Le magasin de tapis

par Frédéric Benhaim

Le patron regrette cette expression, marchand de tapis. Où est le problème ? c’est noble d’être marchand de tapis. On négocie, bien entendu, car le tapis se négocie ; il vient de pays où la discussion est coutumière.

A l’origine, le tapis était un objet utile ; il protégeait contre le froid, les sols et les murs ; en Turquie, en Perse, il s’accroche encore. Il est aussi une œuvre d’art, qui sert maintenant à réchauffer une pièce, comme on dit, décorer, colorer. Constituer un tableau que l’on pourra fouler des pieds, sillonner  de son aspirateur, traverser de pas d’homme ou de bébé.

Ici, les jeunes couples viennent s’acheter leur premier tapis ; bien sûr qu’ils marchandent. Les jeunes séniors, les enfants partis de la maison, viennent eux aussi pour retapisser leur demeure vidée de ses enfants, où les poster de boys bands et les cartons de vieux jouets vont pouvoir partir au dépôtoir, au grenier ou à la benne, cédant leur kitscherie à une décoration d’adulte qui reprend tous ses droits. On répare, aussi, après les dégâts du chat, d’un invité peu attentionné, d’un cousin maladroit. Les mites, les pieds, les pattes, les parquets irréguliers, les déménégeurs (ou les emballeurs, ou d’autres souffre-douleurs du Tribunal domestique), tout cela fait des trous, des tâches, des fils arrachés.
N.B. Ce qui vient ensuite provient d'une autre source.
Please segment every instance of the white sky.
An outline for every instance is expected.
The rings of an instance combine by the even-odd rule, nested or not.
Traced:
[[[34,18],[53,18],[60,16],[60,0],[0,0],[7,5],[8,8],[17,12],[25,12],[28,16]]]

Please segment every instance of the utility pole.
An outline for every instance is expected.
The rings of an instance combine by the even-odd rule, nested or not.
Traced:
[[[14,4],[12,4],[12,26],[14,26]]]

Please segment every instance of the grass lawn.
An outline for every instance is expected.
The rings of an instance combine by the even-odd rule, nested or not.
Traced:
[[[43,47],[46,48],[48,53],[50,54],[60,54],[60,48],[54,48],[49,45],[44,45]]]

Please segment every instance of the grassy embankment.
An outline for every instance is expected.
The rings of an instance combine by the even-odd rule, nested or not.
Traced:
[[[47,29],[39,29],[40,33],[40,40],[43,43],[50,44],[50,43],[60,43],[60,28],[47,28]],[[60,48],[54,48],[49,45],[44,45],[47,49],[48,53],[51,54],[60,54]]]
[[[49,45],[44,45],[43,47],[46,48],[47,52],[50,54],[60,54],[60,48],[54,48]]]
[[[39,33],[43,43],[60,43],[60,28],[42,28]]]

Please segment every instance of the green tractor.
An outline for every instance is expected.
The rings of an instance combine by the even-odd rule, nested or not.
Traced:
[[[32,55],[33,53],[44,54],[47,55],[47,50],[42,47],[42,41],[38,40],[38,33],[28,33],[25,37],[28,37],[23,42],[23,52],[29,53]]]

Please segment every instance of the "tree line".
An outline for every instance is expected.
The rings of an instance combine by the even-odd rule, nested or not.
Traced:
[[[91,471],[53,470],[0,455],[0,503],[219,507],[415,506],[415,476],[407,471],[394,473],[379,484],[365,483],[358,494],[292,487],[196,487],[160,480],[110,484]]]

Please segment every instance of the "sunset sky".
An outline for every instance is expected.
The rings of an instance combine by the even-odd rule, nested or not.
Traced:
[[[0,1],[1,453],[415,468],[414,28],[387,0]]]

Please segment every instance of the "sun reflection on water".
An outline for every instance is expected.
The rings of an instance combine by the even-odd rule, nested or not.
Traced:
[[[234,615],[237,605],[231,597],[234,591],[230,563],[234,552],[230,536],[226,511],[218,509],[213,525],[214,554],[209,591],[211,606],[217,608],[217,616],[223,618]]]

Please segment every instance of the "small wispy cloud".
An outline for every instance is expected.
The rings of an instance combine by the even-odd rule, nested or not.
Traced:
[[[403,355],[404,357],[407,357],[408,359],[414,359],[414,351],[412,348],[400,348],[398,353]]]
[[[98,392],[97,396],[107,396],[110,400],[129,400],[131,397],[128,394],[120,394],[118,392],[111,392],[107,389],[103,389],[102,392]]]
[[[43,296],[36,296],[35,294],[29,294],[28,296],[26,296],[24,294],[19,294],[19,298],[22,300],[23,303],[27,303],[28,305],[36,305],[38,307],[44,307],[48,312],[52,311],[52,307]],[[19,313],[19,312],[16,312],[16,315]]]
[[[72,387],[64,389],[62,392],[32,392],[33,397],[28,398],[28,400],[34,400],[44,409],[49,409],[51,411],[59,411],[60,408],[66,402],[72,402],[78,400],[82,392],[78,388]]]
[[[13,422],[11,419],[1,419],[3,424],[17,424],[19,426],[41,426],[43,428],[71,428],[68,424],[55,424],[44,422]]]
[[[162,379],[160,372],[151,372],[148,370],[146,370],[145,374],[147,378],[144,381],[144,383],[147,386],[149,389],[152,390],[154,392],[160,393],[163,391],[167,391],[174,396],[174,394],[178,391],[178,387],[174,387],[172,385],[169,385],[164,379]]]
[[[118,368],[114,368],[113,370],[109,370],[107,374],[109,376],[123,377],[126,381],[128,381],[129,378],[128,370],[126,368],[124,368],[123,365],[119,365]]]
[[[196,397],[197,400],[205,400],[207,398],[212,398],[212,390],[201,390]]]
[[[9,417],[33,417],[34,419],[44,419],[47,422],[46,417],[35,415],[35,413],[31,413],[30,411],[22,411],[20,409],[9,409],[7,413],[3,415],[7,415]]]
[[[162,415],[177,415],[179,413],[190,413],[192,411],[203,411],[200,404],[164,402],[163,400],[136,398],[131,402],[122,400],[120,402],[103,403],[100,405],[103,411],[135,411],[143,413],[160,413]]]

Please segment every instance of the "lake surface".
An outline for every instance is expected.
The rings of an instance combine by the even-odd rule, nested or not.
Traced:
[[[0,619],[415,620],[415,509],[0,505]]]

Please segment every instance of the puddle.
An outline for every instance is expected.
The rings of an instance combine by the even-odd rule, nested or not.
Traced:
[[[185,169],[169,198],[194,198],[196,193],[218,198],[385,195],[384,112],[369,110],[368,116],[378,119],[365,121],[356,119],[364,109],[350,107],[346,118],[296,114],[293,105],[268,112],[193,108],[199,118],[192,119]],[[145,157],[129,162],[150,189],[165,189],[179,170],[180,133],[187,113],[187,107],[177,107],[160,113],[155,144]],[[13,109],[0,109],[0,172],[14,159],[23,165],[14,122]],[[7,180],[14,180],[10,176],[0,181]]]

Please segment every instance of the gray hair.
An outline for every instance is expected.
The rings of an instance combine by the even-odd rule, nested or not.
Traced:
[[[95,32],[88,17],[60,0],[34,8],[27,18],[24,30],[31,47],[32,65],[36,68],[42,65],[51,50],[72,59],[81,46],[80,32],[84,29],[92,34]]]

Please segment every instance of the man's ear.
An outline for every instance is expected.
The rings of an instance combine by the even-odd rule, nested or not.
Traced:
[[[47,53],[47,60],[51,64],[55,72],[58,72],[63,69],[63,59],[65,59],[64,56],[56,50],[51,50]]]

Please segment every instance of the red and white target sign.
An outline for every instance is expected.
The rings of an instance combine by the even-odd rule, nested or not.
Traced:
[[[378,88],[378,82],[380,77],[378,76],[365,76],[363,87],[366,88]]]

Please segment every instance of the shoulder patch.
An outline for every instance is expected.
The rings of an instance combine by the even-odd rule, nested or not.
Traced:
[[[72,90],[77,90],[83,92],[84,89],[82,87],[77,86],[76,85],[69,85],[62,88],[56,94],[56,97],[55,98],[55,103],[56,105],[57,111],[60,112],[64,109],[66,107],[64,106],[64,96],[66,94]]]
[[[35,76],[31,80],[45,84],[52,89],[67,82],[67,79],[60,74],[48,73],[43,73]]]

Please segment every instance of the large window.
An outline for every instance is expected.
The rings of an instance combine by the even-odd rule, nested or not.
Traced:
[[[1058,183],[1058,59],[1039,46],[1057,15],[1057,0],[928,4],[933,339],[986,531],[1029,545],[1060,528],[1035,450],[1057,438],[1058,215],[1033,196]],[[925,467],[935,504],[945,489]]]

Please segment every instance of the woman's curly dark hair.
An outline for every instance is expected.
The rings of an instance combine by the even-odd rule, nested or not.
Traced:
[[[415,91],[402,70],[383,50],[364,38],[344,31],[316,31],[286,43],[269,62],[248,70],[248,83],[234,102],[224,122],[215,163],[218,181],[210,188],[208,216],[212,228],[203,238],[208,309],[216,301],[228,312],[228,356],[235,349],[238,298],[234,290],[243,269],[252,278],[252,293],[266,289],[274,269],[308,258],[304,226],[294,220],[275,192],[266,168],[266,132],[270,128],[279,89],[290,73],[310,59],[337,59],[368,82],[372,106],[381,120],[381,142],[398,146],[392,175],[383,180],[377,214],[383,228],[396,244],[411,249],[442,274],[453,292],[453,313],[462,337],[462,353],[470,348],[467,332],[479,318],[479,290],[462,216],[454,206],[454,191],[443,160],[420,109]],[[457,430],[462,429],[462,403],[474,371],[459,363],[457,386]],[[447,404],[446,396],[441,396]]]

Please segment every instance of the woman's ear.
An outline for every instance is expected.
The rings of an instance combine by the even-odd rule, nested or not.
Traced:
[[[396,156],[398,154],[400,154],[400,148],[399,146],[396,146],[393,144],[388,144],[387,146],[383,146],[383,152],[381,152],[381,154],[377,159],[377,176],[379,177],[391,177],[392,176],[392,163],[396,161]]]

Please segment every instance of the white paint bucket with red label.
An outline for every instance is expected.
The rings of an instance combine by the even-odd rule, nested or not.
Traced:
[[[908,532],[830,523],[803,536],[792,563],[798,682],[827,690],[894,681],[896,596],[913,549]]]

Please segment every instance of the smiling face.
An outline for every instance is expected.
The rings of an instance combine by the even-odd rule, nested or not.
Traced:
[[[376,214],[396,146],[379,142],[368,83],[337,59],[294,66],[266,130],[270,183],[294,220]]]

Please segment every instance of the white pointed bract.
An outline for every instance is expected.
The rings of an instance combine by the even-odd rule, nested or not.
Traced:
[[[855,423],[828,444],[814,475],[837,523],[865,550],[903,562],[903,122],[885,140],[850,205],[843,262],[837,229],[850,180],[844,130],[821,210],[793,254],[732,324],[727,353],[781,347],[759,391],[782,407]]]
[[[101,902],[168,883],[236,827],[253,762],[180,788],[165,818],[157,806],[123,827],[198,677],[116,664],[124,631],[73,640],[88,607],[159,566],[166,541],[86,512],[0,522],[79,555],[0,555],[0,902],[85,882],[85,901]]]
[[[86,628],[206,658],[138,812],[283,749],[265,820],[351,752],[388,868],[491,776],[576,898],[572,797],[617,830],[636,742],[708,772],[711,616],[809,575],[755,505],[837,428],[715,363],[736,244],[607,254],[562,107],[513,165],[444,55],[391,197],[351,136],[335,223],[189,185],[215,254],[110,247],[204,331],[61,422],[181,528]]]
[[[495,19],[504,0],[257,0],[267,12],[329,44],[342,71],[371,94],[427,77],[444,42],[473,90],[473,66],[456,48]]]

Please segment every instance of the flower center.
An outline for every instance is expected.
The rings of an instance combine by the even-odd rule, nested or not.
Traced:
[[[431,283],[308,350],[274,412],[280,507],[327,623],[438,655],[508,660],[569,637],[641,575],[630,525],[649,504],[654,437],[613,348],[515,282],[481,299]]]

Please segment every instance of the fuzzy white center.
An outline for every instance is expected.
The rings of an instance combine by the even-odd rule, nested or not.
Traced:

La matière s’use avec le temps ; il faudrait ne jamais marcher dessus, climatiser, traiter, restaurer en permanence pour que le tapis vous survive. Avez-vous déjà retrouvé un tapis magnifique détruit par le passage des années, par la moissure, par les bêtes, par les hommes (souvent, dans notre monde de violence masculine, ce sont les hommes qui détruisent) ? Songez à sa mortalité ; il est comme nous, regardez le tapis, regardez-moi ces détails, insiste le patron, voyez-vous ce dragon ? Oui, ce motif, c’est un dragon ; celui-là, un aigle, là un griffon, là une rose… Apprenez à lire le langage du tissé comme vous liriez des idéogrammes. Il y a quelque chose à lire et à imaginer ; les enfants, eux, s’y laissent perdre, si vous les laissez. N’interdisez pas, dit le patron, ça me fait de la peine de les voir abîmés, mais je préfère vous en vendre un autre (clin d’oeil).

Deux fois par an, il va en Iran ; deux fois en Turquie, mais vous savez en Europe on trouve d’excellents distributeurs. Il y a de grands et beaux livres sur le tapis. En français, en anglais, en allemand, en turc, en persan (oui, il vaut mieux le parler, mais c’est une langue indo-européenne, vous savez).

Tout autour de vous, le rouge domine le premier regard, et ensuite, lorsque vous avez fermé les yeux une première fois, il y a le jaune, le vert, le bleu, les bleus!, le gris, le noir,  puis ce sont les formes qui s’animent, les carrés, rectangles, les traits fins, les fils du velours du tapis ; c’est comme un paysage composé de grains qu’il faut approcher, à plusieurs couches, en laine, en soie, en poil de chameau ou de chèvre, qui dégage une odeur parfumée de nature et de fleurs (ici, ça ne sent pas le vieux tapis, dit le patron avec fierté, et on aère beaucoup). L’art des tisserandes et des tisserands donne le vertige par accumulation. On est presque dépassé ; il faut apprendre à ne pas voir.

La disposition est simple ; la vitrine compte des tapis. A l’intérieur, des tapis répartis en deux carrés centraux surélevés, de petits podium, et de toutes parts, sur les murs, des tapis suspendus, et au fond, de part et d’autre de la porte qui conduit à l’arrière-boutique, des chevalets empesés avec d’autres petits tapis. Des couleurs de partout ; c’est comme entrer dans la vallée des merveilles, dans le Livre des Rois. De temps en temps le marchand fait aussi du tapis contemporain, artisanal, d’ici, de designers, parce qu’il aime ça aussi, ce sont les Gobelins modernes. Colbert et Antoine Galland sont réconciliés, Marco Polo repose en paix. Le voyage a été long.

 

Paris, le 16 juin 2014.

Au peuple iranien.

Alex, félicitations.

A nous tous, société métissée de gens de partout.